À prendre Voltaire au pied de la lettre, il serait difficile d’en faire un apologiste de la supériorité du français par la richesse du vocabulaire. Il reconnaît explicitement la richesse de l’italien, et ne semble réclamer que la justice pour le français. En réalité, par le choix de ses exemples, il tend à montrer non pas l’égalité, mais la supériorité du français : pour « orgueil », en face de trois mots italiens, il aligne quatorze synonymes français, onze pour « vaillant » contre trois italiens, pour « gourmand » cinq contre deux, pour « savant », six contre un. Évidemment cette lettre ne prouve rien, mais l’abondance des manuels scolaires qui la citent montre qu’on veut lui faire prouver quelque chose.
C’est chez les linguistes qu’il faut chercher la solution de ce problème, savoir si le français possède un vocabulaire vraiment supérieur. Il est à noter avant de pousser plus avant (ce sera un point à développer si on veut traiter par exemple le chauvinisme culturel dans son ensemble : rôle civilisateur de la France dans le monde), que la très grande majorité des savants bourgeois présente la même dualité mentale que Pasteur, dont le cas est typique. Chaque savant bourgeois, comme lui, est un individu à cerveau cloisonné. Ce cloisonnement se marque dans la pratique par la volonté ou l’impossibilité d’appliquer une méthode scientifique de travail et de recherche une fois sorti d’un domaine spécialisé.

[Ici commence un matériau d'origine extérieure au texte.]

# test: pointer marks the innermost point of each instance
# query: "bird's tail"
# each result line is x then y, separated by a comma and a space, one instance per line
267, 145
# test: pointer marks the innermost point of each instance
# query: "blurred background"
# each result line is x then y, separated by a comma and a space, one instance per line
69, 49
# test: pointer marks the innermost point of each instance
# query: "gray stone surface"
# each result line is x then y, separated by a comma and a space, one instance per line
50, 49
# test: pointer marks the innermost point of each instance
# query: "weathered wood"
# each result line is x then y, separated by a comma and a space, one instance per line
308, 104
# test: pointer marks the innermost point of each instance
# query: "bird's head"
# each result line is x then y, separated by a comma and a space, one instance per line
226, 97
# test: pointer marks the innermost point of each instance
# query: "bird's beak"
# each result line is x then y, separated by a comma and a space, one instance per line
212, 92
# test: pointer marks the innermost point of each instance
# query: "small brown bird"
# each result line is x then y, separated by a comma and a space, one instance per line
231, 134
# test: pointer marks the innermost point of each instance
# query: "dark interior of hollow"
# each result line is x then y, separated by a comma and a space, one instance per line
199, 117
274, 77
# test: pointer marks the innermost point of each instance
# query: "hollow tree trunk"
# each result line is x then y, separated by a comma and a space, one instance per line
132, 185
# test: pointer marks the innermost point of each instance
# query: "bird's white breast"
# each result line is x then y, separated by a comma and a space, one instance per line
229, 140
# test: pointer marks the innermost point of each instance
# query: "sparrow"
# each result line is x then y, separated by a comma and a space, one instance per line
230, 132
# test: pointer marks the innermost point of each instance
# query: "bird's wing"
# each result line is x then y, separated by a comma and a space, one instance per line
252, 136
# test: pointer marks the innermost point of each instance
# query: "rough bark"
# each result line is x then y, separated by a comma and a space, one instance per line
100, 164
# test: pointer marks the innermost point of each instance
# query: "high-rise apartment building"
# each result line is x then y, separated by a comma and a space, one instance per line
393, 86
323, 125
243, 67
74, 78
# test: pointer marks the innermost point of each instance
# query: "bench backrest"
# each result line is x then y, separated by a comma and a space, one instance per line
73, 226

Pasteur raisonnait en logicien impeccable devant ses tubes à essais ; sorti de son laboratoire, ¡I y laissait sa méthode critique avec sa blouse, et, au lieu de l’appliquer à la politique et à la religion, professait en ces matières, avec une remarquable absence de tout esprit critique, les opinions intactes puisées dans l’enseignement conformiste du lycée et de la famille. Le malheur est que, dans l’esprit de l’opinion publique, la croyance à l’unité de la pensée est bien assise, et que les opinions de Pasteur sur la politique et la religion, sont présentées comme le fruit d’un travail analogue en rigueur aux conclusions du même Pasteur, si scientifiquement rigoureuses, sur la génération spontanée.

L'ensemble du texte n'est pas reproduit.